Provided by Cognitive Sciences ePrint Archive
A Computational Model of Children's Semantic Memory
Guy Denhiere ([email protected])
L.P.C & C.N.R.S. Universite de Provence
Case 66, 3 place Victor Hugo
13331 Marseille Cedex, France
Benoit Lemaire ([email protected])
L.S.E., University of Grenoble 2, BP 47
38040 Grenoble Cedex 9, France
Abstract
A computational model of children's semantic memory is
built from the Latent Semantic Analysis (LSA) of a
multisource child corpus. Three tests of the model are
described, simulating a vocabulary test, an association test
and a recall task. For each one, results from experiments with
children are presented and compared to the model data.
Adequacy is correct, which means that this simulation of
children's semantic memory can be used to simulate a variety
of children's cognitive processes.
Introduction
Models of human language processing are usually based on
a layer of basic semantic representations on top of which
cognitive processes are described. For instance, the
construction-integration model (Kintsch, 1998) describes
processes that operate on a network of propositions. These
basic representations can just be descriptions of what the
human memory looks like, in order for the upper models to
be explicitly stated, but they can also be operationalized so
that the model can be tested on a computer. In the first case,
these representations are usually designed by hand, but this
method prevents large-scale simulations.
This was the case with Kintsch's construction-integration
model until 1998. Before that, researchers had to code
propositions by hand and guess relevant values to code the
strength of links between nodes. Then Kintsch (1998) used
the Latent Semantic Analysis (LSA) model (Deerwester et
al., 1990; Landauer et al., 1998) which provides a way to
automatically build these basic representations. This was a
major step since the construction-integration processes
could then be tested on a large variety of inputs, while being
less dependent on idiosyncratic codings. Such a mechanism
for automatically constructing basic semantic represen-
tations should be carefully designed and tested in order to
simulate as good as possible human semantic memory.

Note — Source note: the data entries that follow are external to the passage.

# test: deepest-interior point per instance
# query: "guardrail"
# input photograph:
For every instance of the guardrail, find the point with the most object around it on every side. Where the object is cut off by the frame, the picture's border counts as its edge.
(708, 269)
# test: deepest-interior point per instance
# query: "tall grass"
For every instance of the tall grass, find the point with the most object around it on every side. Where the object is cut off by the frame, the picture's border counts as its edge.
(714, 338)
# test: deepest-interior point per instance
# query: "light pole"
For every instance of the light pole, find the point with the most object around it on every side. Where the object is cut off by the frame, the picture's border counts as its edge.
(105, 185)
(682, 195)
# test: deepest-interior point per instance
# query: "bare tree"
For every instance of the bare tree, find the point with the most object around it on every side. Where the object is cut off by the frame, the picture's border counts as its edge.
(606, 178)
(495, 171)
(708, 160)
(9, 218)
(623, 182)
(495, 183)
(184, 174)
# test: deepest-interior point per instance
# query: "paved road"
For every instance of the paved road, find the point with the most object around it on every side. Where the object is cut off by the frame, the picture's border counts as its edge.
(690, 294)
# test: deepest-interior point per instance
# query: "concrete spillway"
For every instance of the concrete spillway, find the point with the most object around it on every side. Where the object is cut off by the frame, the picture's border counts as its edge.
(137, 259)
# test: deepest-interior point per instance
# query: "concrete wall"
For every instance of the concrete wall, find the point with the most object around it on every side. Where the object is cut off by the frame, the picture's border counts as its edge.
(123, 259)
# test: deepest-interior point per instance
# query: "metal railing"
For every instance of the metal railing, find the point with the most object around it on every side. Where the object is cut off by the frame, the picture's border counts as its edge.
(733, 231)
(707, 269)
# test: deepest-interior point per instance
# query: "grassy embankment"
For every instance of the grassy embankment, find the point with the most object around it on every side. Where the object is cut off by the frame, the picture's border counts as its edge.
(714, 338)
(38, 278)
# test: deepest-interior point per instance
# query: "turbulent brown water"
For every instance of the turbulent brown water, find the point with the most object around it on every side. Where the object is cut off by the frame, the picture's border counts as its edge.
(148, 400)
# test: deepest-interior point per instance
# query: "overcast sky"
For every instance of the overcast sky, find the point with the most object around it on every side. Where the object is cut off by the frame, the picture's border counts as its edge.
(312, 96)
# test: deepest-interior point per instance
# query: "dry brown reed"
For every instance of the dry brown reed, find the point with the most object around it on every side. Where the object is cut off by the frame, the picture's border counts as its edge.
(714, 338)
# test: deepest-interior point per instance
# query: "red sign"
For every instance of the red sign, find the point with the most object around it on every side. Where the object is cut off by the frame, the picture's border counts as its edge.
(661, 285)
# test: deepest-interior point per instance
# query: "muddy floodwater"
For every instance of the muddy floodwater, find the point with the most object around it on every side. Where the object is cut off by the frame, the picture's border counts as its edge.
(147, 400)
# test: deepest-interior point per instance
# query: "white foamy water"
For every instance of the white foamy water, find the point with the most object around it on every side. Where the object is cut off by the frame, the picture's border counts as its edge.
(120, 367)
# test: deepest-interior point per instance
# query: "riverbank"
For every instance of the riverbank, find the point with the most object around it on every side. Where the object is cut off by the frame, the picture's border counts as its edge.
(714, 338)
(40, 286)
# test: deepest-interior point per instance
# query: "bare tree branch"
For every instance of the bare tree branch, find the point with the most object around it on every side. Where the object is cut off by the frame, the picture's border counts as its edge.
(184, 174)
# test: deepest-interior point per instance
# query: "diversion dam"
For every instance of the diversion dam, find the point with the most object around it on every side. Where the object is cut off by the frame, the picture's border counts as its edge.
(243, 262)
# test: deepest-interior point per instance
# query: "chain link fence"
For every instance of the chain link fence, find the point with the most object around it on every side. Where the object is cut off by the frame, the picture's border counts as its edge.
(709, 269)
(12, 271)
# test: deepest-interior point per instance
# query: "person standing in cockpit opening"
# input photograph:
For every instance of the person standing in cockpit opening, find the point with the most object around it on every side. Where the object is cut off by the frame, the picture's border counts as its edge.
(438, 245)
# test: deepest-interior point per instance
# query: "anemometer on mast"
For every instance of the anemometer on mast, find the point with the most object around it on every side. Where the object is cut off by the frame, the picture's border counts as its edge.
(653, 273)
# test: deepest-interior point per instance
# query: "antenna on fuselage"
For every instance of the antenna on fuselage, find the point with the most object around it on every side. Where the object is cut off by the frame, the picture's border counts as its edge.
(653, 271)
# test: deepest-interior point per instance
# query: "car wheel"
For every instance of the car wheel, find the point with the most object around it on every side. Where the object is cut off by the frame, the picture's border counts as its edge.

LSA is nowadays considered as a good candidate for
modeling an adult semantic memory based on a large
corpora of representative texts: Bellissens et al. (2002),
Kintsch (2000) and Lemaire & Bianco (2003) used it for
modeling metaphor comprehension; Pariollaud et al. (2002)
used it for modeling the comprehension of idiomatic
expressions; Howard & Kahana (2002) relied on it to model
free recall and episodic memory retrieval; Laham (1997) did
the same for modeling categorization processes; Landauer
& Dumais (1997) designed a model of vocabulary
acquisition based on LSA; Lemaire & Dessus (2001),
Rehder et al. (1998) and Wolfe et al. (1998) used it for
modeling knowledge assessment; Quesada et al. (2001)
modeled complex problem solving by means of LSA basic
representations; Wolfe & Goldman (2003) worked on a
model of reasoning about historical accounts based on LSA.
However, to our knowledge, no computational basic
representations were made that mimic full children's
semantic memory.
This paper aims at presenting such a model. First, we
present LSA. We then describe our corpus, which is
supposed to mimic the kind of texts children are exposed to.
Finally, we present three experiments which aim at
validating the model.
Latent Semantic Analysis
Basic semantic representations
There are many ways of constructing basic semantic
representations that can be processed by a computer. The
first one is to build them by hand. Powerful formalisms like
description logic (Borgida, 1996) or semantic networks
(Sowa, 1991) have been designed to accurately represent
concepts, properties and relations. However, in spite of
huge efforts (Lenat, 1995), no full set of symbolic represen-
tations has been made that can be considered a reasonable
model of human semantic memory. Hand-coding semantic
information is tedious and, as we mention later, symbolic
representations might not be the best formalism for that.
Another strategy is to rely on corpora to get the semantic
information. Artificial intelligence researchers have
designed sophisticated syntactic processing tools for
automatically describing the knowledge using the kind of
symbolic formalisms mentioned earlier. They usually refer
to them as ontologies or knowledge bases (Vossen, 2003).
However, in spite of great strides, this approach still cannot
be the means to form the basic semantic representations that
cognitive researchers need. First, it cannot be fully
automatized, except for specific domains, thus preventing
complete descriptions of the language. Second and quite
paradoxically, since the descriptions are quite elaborated, it
is very hard to design reasoning processes on top of them.
For instance, a simple process like estimating the degree of
semantic association is very hard to operationalize on
complex structures like semantic networks.